A propósito del asturiano y la cooficialidad

Algunas de la prevenciones de quienes no son partidarios de la cooficialidad no son disparatadas, como las del dinero, aunque hay que tener en cuenta que parte de los costes provendrían de los presupuestos del Estado. Y es cierto: como cualquier norma o servicio público, desde el más elemental al más complejo, la cooficialidad supone un gasto. ¿Mucho más que lo que actualmente supone el (in)cumplimiento de la Ley de Uso? Seguramente, no disparatadamente más.

Pero, en todo caso, lo que hay que valorar con esa prestación de servicios es la contraprestación que supone: la ayuda a la preservación de un bien milenario, nuestra lengua, con usuarios y afectos históricos, como Reguera o Xovellanos, y el respeto hacia sus hablantes actuales, respeto a que invitan Constitución, Estatuto y la citada Ley.
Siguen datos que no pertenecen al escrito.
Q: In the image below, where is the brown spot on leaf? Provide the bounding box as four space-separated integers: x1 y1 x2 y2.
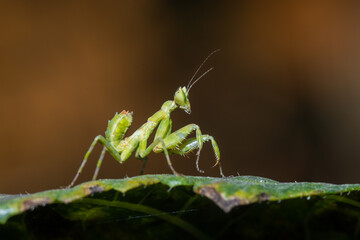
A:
258 192 270 201
197 187 272 212
22 198 51 211
197 187 246 213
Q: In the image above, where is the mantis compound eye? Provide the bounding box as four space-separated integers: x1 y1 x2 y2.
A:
174 87 187 106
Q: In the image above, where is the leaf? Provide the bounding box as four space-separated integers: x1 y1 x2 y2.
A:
1 175 360 239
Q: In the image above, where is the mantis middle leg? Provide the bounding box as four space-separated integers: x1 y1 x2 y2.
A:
138 136 180 175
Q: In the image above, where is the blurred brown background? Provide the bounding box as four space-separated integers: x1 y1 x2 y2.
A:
1 1 360 193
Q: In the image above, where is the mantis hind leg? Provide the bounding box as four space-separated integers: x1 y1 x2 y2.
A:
68 135 121 188
92 146 107 180
170 135 224 177
68 135 105 188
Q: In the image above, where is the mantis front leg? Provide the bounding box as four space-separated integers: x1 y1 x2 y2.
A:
141 122 212 175
136 117 180 175
170 135 224 177
154 123 205 173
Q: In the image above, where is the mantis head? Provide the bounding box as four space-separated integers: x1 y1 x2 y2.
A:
174 86 191 114
174 49 220 115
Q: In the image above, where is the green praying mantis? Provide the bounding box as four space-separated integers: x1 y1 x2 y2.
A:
68 50 224 188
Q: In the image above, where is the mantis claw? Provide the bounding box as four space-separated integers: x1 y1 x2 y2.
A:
195 151 205 173
212 160 220 168
174 171 184 176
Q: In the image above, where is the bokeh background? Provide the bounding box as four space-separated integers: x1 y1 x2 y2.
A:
1 1 360 193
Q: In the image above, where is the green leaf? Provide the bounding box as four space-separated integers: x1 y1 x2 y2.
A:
1 174 360 239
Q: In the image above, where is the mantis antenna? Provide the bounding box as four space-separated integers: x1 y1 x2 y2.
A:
188 67 214 92
186 49 220 92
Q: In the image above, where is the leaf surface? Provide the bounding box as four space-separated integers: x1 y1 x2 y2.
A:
1 175 360 239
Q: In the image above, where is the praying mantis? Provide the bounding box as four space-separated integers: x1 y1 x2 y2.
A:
68 50 224 188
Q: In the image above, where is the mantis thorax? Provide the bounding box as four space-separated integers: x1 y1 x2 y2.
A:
161 100 178 114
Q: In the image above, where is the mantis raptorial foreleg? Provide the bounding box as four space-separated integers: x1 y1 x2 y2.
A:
153 124 204 171
170 135 224 177
134 117 178 174
136 121 207 175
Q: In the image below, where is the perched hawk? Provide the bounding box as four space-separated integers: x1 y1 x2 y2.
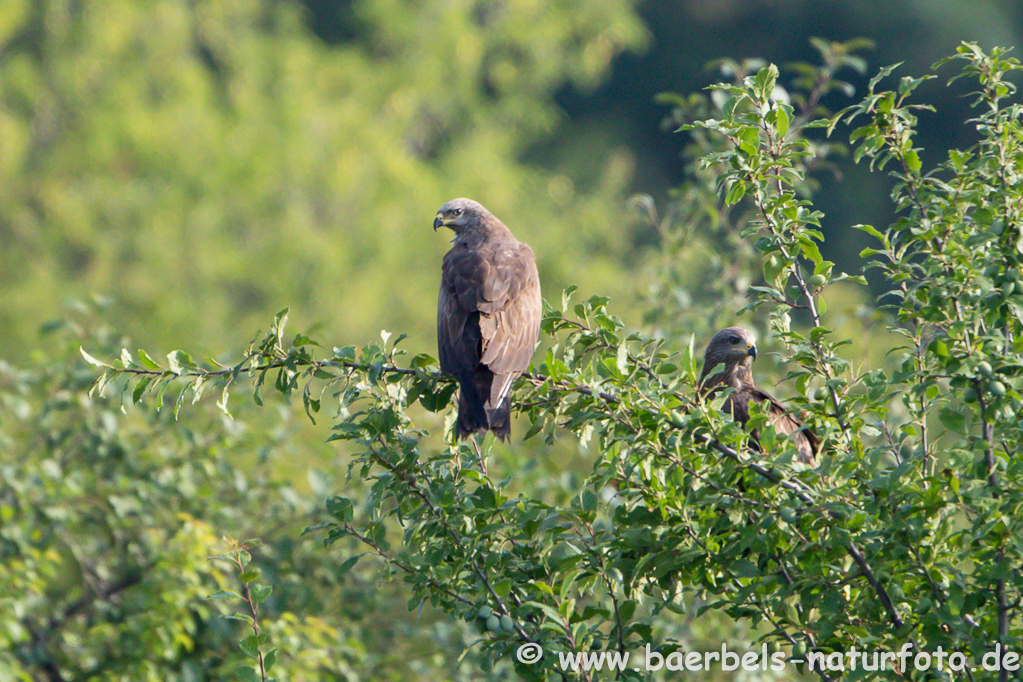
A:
698 327 818 466
434 198 541 441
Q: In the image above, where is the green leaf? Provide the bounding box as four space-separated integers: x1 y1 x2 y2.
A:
132 376 152 404
137 349 162 370
239 569 261 583
616 343 629 375
250 584 272 605
774 102 791 137
903 149 921 175
234 666 259 682
217 385 232 419
813 260 834 277
929 339 949 359
337 555 361 579
167 350 196 375
223 614 254 623
938 408 966 434
80 347 111 368
239 635 260 659
208 590 242 601
326 496 354 522
868 61 903 90
272 307 290 337
524 600 568 628
561 285 578 312
725 180 746 206
751 64 779 101
853 223 888 244
799 239 824 266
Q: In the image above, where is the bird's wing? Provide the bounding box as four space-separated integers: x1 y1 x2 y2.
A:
748 386 818 465
720 387 751 425
478 244 541 369
477 243 541 407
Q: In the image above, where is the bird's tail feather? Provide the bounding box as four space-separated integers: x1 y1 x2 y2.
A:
455 373 514 441
456 376 489 439
485 395 512 441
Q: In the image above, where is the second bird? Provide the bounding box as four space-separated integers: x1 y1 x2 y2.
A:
698 327 818 466
434 198 541 441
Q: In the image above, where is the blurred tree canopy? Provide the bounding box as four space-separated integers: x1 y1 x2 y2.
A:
4 0 1021 362
0 0 646 358
3 0 1018 366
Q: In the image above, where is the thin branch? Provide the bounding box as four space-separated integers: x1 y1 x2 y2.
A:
343 523 475 608
686 528 836 682
49 567 146 630
846 542 905 630
235 554 268 682
364 441 536 643
16 566 149 682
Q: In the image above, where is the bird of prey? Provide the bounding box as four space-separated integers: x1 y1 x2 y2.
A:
698 327 818 466
434 198 541 442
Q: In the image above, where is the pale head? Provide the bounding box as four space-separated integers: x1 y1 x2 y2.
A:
433 198 491 234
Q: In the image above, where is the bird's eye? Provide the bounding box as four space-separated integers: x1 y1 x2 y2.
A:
452 208 463 216
729 336 740 344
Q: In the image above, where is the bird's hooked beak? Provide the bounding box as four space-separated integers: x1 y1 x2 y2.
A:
433 213 445 231
747 343 757 360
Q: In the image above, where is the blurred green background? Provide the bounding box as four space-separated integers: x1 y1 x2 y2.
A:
3 0 1020 361
1 1 1020 679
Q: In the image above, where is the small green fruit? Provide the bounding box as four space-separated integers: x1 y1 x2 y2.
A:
477 606 492 619
976 361 993 377
808 274 827 289
500 615 514 632
764 254 783 282
813 387 828 401
990 381 1007 397
486 615 500 632
780 507 798 524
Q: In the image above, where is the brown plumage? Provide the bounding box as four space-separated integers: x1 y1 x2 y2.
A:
698 327 818 466
435 198 541 440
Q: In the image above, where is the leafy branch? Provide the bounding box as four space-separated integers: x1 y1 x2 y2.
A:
209 539 278 682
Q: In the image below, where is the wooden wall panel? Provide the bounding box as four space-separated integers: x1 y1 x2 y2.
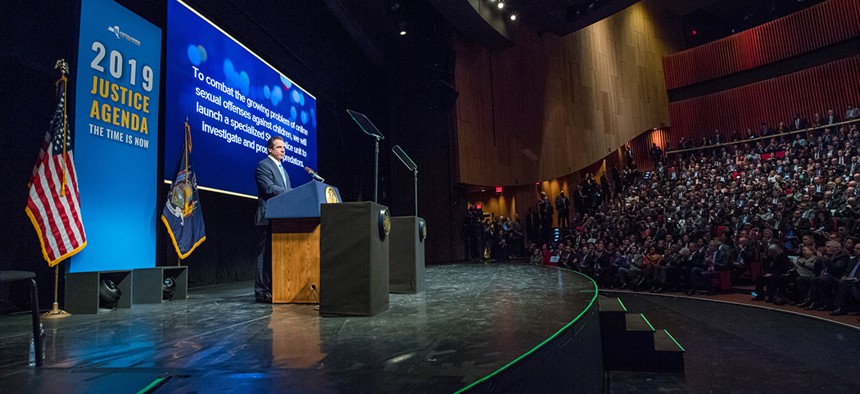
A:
455 0 681 187
664 0 860 89
667 55 860 147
De entre los contrarios a la cooficialidad, dejando a un lado los que tienen una simple prevención, existe un tipo de personas que, en realidad, manifiestan una enorme falta de cordialidad hacia el asturiano, bien por desconocimiento, bien por haber nacido o moverse en grupos sociales cuya proximidad a la realidad de nuestra lengua es ninguna; de ahí su incomprensión. Otros se mueven por una enorme aversión, enfermiza casi en algún caso, en ocasiones por razones de ideología política, en otros por pulsiones reactivas hacia su pasado o hacia su grupo social de origen.
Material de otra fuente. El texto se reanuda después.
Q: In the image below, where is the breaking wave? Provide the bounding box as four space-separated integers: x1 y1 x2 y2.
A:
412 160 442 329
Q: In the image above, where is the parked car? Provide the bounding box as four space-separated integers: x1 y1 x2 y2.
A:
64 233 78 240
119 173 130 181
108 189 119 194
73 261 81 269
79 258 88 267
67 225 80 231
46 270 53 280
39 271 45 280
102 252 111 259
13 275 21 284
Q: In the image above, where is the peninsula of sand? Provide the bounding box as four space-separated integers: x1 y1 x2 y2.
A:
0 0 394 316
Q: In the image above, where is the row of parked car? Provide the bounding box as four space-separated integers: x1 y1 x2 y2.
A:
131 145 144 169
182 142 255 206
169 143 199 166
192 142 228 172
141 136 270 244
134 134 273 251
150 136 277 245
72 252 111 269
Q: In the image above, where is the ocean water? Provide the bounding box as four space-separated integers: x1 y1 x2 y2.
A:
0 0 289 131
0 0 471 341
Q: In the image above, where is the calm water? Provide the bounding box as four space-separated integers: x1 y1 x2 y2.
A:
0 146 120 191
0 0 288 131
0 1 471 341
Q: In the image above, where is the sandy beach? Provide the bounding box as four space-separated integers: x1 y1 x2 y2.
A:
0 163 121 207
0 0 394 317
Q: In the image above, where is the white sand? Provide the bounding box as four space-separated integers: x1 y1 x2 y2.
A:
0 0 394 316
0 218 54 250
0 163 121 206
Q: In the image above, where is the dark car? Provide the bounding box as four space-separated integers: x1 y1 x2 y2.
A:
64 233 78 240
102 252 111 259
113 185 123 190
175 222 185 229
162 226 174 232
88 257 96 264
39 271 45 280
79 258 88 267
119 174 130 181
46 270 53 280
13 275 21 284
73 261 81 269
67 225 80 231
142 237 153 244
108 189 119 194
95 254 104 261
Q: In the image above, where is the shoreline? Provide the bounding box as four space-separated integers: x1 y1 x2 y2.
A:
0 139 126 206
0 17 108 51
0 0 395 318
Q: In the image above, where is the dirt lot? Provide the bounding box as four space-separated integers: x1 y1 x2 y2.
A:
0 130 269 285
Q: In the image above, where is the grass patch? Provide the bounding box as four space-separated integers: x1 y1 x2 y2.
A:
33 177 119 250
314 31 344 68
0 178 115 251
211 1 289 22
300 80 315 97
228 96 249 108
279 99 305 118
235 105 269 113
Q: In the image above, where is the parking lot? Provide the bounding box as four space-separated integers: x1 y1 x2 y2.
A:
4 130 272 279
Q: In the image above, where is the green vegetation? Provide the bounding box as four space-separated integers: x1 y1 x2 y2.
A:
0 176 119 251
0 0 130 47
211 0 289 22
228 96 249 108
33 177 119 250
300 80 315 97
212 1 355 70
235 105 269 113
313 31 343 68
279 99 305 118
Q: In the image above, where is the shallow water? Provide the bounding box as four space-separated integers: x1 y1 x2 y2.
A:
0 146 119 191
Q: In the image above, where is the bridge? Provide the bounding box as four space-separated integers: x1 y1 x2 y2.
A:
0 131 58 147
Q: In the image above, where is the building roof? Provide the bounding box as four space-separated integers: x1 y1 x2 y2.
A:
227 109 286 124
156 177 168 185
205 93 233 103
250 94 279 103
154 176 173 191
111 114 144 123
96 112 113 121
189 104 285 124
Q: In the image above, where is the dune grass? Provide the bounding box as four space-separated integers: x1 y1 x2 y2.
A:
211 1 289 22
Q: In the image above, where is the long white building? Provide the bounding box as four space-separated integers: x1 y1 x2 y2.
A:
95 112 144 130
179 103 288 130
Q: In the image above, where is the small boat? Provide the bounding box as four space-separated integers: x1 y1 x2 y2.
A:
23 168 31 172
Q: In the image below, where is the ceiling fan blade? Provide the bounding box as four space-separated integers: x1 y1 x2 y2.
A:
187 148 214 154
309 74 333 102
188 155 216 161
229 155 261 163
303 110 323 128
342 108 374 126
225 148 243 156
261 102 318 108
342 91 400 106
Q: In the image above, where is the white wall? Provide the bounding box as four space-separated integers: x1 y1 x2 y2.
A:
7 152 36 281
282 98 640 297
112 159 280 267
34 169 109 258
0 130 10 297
Llama la atención, sobremanera, el escaso bagaje de conocimiento de muchas de las argumentaciones contrarias a la oficialidad, cuando no se levantan sobre la mentira o el infundio. Así, las que sostienen que el asturiano no se habla, que conviven con las afirman que no se puede normalizar porque se habla distinto casi en cada pueblo (como si el castellano de Cádiz fuese el de Burgos o Lima). Las que mantienen que la normalización o estandarización es un invento, como si el castellano no hubiese tenido un proceso semejante y continuo desde Alfonso X hasta hoy, o no lo hubiese tenido cualquier lengua (empezando por el inglés, por no citar las lenguas peninsulares no castellanas). Y ya no diré nada de la infamia que argumenta que es todo esto un invento de pane lucrando para cuatro.

Tan sorprendente como disparatado es el discurso de que la oficialidad es la vía para abrir un futuro de nacionalismo radical. Quienes lo utilizan o tratan de engañar o desconocen la realidad sociológica asturiana. Y por cierto, cuando es la derecha quien emplea ese discurso apuntando a Cataluña o Euskadi, ¿por qué se olvida siempre de Galicia? A propósito, cuánta risa le entra a uno al ver hoy la ferocidad del PP contra el asturiano y recordar cómo en la reforma estatutaria de 1999 corrió a proponer al PSOE incluir la oficialidad en ella, a lo que el PSOE, por su parte, se negó rotundamente. ¡O tempora, o negotia!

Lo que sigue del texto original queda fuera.